Capital of Argentina, first founded, 1536, and depopulated, 1541, when the governor transferred the population to Asunción; re-founded, 1580, by Juan de Garay, and called Santisima Trinidad, from Trinity Sunday, the day upon which he landed.
Within the year he built a church, and when the city was transferred from the jurisdiction of Paraguay and made an episcopal see, 1620, this church was dedicated as the cathedral, 1622.

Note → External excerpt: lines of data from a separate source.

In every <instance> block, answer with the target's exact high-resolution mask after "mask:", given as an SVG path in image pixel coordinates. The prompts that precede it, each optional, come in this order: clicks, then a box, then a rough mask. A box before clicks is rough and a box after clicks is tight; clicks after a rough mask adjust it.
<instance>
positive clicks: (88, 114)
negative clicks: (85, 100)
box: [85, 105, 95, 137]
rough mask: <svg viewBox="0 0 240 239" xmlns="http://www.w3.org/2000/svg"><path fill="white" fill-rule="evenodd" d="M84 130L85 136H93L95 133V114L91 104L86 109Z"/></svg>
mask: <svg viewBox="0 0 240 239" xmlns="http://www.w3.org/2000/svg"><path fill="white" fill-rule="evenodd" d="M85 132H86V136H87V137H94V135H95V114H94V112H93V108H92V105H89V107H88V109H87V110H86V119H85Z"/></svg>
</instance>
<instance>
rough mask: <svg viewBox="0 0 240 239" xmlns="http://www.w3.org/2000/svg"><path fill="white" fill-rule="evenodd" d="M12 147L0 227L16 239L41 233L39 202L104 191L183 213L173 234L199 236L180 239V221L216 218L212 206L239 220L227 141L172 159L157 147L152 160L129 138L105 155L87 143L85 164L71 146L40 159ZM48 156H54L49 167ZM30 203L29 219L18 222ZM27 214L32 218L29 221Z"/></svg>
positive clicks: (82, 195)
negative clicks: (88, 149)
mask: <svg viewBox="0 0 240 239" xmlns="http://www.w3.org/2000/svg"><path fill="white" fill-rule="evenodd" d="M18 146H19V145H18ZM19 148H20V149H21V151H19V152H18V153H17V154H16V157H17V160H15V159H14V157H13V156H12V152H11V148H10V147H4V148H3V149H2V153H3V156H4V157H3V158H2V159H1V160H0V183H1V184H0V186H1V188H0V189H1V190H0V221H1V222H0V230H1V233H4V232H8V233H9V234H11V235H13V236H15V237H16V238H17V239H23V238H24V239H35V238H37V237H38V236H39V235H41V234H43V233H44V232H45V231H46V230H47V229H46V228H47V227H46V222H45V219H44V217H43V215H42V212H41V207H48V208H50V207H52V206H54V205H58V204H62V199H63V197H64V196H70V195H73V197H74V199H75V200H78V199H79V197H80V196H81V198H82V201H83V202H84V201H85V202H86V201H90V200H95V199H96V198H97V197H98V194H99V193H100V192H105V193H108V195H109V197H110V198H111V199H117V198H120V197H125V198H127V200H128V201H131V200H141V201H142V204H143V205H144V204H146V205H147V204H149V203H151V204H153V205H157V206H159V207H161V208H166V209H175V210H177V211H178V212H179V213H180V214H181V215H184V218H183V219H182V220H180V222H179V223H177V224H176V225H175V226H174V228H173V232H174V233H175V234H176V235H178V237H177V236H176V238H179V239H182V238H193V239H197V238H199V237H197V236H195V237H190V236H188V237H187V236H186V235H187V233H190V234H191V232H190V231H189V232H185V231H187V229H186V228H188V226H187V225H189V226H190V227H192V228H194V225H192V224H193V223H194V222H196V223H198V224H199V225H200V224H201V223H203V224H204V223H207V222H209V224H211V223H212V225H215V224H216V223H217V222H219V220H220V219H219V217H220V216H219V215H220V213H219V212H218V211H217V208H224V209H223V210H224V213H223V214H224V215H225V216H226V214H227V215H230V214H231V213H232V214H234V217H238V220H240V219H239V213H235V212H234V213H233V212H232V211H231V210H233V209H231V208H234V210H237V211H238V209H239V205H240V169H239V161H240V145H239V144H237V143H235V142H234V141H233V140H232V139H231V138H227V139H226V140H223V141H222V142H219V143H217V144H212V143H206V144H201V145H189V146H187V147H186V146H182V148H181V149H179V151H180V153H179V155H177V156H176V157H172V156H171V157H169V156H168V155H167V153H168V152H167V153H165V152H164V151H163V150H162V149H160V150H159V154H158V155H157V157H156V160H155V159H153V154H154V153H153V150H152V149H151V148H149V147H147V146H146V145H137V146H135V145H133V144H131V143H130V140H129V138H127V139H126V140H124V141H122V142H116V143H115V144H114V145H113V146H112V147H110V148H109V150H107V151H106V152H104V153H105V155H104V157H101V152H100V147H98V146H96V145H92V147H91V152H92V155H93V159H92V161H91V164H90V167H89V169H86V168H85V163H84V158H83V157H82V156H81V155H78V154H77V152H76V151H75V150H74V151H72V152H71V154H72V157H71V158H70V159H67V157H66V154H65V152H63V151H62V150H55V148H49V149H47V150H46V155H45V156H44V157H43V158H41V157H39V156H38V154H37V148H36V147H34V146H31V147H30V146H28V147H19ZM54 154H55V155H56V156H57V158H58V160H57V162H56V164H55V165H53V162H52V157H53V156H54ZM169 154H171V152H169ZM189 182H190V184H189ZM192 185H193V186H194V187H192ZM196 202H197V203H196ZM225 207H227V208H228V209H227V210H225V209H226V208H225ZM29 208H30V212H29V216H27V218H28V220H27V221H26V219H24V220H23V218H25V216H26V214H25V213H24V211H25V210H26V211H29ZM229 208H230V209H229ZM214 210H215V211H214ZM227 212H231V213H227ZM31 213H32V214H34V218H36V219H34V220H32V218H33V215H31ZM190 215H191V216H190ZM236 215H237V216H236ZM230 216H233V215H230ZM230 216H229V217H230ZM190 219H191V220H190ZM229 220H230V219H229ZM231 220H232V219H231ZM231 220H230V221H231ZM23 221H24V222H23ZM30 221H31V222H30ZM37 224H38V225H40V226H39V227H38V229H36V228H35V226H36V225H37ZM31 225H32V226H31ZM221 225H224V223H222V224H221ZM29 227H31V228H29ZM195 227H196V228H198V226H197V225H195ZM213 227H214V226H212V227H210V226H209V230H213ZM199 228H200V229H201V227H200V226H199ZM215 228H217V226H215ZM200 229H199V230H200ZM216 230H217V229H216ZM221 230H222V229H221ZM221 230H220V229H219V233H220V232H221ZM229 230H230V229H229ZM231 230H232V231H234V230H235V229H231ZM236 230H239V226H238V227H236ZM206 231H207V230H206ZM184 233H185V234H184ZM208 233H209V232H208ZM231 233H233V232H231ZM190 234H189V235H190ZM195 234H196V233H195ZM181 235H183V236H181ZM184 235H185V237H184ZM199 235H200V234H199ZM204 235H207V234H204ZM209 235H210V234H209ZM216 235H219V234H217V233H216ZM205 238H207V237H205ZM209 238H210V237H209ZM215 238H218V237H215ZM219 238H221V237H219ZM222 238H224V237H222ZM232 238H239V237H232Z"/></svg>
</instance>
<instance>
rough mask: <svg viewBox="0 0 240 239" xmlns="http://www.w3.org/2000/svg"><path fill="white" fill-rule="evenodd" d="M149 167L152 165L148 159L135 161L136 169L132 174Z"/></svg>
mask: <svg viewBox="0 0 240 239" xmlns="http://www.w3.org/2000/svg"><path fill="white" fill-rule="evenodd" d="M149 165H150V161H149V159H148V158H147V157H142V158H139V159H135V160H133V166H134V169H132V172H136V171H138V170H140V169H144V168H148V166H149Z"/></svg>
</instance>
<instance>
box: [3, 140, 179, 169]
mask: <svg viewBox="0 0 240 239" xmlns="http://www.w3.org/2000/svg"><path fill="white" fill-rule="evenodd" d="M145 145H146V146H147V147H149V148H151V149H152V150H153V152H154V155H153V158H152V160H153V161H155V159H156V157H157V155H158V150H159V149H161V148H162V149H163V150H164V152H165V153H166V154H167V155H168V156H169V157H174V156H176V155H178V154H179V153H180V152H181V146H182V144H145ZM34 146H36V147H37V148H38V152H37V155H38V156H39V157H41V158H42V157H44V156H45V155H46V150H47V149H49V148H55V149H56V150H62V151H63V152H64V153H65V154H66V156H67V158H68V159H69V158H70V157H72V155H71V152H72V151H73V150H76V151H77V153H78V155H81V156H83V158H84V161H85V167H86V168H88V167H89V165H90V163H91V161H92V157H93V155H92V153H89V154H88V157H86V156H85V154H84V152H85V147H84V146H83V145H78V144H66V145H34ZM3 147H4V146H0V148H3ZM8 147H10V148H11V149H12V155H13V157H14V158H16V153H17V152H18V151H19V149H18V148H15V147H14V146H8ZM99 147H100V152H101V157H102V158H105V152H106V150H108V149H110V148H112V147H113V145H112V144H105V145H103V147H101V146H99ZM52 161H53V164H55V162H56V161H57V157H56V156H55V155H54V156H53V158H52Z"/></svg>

Upon the site stands the new cathedral, built 1791, and modeled upon the Madeleine of Paris.
The Franciscans were already established in the country before the foundation of the city, and there is evidence that the church and convent of Mercy in charge of the Fathers of Mercy until 1821, were standing when Garay founded the hospital of Saint Martin, in the neighborhood.
The present church of the Franciscans dates from 1731; their library of 7,000 volumes is open to the public.
The Jesuits, pioneers in educational work in Buenos Aires, brought architects from Europe to erect the church of Saint Ignatius, 1722, and resided here until their expulsion, 1767; returning later, they built the church of the Saviour, 1872, and now conduct a college in connection with it.
Other notable buildings are the Dominican church and the chapels of Mount Carmel and of the Passionists.
In 1855 the city was raised to an archiepiscopal see.
The Catholic University was founded in 1910, and in 1915 the seminary was authorized to confer degrees in philosophy and theology.
A national Eucharistic Congress was held here, 1916.